7. The flowchart (Figure 2) seems too simple, please improve it.

Answer: Your suggestion is necessary to improve the quality of the paper. Considering that the workflow in this paper does not involve complex logical judgment, the flow chart is modified into a double-column structure. The critical steps of the process are listed on the left side of the newly revised flowchart, while on the right side of the flowchart, significant results, including pre-pruned quadtree, are displayed. Doing so can make readers feel and understand the processing flow more intuitively without knowing the technical details.

 

8. 3.3 performance verification. The earliest use of visual interpretation should not be literature 17, please check and correct.

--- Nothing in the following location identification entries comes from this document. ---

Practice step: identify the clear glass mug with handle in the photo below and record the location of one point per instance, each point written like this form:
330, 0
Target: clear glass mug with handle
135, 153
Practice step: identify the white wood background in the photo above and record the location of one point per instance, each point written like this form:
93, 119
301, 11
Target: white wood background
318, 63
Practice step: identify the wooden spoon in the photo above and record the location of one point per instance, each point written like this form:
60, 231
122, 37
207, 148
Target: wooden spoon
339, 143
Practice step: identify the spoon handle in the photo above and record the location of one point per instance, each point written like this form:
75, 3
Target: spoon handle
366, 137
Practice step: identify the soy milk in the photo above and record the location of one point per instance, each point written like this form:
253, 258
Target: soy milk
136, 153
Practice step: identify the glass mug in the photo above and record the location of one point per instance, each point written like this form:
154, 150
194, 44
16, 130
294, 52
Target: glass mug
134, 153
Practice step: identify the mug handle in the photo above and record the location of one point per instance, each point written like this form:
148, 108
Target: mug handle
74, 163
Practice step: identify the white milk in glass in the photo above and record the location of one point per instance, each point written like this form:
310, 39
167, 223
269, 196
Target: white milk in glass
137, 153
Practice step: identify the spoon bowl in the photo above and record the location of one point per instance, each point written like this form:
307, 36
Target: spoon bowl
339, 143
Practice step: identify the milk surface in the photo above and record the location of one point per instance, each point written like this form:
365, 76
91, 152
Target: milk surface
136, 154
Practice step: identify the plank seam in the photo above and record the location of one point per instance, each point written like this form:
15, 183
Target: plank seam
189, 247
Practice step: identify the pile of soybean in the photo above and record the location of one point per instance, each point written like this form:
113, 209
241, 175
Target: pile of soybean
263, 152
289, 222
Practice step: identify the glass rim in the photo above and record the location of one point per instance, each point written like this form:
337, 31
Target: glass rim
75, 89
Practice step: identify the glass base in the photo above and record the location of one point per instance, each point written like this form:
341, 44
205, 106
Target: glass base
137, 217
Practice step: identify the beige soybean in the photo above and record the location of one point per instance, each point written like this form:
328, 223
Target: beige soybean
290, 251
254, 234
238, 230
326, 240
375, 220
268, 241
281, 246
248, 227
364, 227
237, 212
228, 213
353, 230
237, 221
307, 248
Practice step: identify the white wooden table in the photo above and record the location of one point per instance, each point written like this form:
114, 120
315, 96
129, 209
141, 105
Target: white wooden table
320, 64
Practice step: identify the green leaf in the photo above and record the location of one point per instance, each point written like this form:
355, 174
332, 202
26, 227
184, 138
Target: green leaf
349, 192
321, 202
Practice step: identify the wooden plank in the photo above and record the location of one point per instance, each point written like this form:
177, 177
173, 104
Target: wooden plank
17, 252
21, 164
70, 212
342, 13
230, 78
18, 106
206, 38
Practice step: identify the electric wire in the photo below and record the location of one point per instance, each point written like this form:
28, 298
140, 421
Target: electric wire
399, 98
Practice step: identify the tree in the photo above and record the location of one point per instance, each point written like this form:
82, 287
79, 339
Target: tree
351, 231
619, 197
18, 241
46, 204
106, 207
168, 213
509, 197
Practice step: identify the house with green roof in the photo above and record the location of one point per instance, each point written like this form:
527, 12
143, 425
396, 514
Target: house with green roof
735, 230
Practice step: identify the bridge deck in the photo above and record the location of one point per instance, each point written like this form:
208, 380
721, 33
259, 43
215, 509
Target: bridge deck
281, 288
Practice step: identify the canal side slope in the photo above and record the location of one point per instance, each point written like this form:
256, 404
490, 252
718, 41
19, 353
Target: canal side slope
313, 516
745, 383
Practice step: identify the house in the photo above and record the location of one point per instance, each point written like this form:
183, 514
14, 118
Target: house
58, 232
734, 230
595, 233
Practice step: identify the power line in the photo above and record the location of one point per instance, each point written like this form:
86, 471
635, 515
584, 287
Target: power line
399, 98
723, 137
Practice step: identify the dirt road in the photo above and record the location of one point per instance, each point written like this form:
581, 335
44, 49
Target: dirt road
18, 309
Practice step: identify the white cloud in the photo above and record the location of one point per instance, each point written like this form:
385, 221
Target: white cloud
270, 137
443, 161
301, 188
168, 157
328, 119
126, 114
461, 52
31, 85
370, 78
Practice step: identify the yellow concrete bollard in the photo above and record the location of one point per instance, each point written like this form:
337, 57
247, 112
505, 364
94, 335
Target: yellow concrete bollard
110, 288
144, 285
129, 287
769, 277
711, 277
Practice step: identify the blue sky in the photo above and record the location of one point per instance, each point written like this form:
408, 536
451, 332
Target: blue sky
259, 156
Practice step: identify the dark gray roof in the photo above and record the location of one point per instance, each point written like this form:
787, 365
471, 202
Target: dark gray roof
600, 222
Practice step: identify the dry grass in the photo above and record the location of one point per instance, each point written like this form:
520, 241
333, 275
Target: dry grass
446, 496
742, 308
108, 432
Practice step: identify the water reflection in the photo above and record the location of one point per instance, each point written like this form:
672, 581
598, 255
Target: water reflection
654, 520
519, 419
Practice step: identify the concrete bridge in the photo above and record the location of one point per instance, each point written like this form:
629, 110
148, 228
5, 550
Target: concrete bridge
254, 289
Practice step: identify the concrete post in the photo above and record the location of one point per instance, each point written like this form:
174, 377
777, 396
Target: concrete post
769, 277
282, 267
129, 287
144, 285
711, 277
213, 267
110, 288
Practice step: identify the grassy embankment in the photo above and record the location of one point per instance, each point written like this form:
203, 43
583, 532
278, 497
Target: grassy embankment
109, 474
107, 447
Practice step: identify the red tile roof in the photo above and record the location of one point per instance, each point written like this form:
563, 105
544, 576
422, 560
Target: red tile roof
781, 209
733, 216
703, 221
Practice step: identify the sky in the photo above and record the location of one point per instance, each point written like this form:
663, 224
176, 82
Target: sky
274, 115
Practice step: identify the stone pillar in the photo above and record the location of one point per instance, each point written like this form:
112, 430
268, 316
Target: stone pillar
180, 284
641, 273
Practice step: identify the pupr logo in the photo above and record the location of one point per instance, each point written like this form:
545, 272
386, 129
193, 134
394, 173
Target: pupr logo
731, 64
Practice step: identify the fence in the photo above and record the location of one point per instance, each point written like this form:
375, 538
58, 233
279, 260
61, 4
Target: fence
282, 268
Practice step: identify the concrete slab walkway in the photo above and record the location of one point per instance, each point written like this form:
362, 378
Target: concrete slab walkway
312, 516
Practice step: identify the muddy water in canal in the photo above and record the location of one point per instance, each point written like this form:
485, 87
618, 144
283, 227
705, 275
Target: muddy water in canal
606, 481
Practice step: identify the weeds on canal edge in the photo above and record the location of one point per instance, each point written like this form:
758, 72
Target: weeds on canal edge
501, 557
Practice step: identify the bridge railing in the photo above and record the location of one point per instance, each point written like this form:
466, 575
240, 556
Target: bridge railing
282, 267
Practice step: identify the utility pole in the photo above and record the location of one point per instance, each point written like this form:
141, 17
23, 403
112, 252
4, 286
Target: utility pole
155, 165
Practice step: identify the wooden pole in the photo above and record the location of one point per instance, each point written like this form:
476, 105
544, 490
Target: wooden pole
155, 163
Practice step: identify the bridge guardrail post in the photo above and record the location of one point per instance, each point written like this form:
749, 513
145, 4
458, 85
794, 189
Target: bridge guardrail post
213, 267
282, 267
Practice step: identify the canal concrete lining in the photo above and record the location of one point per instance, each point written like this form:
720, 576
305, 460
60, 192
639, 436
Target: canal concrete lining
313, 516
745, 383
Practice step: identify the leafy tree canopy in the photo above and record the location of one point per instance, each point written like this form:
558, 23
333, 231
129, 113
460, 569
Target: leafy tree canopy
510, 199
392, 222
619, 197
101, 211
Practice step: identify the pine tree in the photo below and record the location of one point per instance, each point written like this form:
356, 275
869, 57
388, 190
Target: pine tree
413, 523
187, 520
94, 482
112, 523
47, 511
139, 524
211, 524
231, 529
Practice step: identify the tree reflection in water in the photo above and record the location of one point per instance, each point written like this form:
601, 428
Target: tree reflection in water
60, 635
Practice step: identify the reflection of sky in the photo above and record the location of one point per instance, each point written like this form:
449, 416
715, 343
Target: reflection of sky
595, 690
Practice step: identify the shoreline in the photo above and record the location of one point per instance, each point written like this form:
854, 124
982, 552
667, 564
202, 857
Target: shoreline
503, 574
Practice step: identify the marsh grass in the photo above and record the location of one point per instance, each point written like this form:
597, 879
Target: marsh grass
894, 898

Answer: Thank you for your advice. We supplemented the literature [2] in the manuscript. If you know the earlier literature, please tell us. Thanks.

 

9. There are some grammatical errors in the manuscript that should be carefully checked and improved.

Answer: Thank you for your suggestion. The grammar and expression of the article have been re-checked.

 

Reference

1. Chen, Y.; Le, Y.; Zhang, D.; Wang, Y.; Qiu, Z.; Wang, L. A photon-counting LiDAR bathymetric method based on adaptive variable ellipse filtering. Remote Sensing of Environment 2021, 256, doi:10.1016/j.rse.2021.112326.
2. Chen, B.; Pang, Y.; Li, Z.; Lu, H.; Liu, L.; North, P.R.J.; Rosette, J.A.B. Ground and Top of Canopy Extraction From Photon-Counting LiDAR Data Using Local Outlier Factor With Ellipse Searching Area. Ieee Geoscience and Remote Sensing Letters 2019, 16, 1447-1451, doi:10.1109/lgrs.2019.2899011.

Round 2

Reviewer 2 Report

My concerns have been solved. This work is quite good. It can be published as is.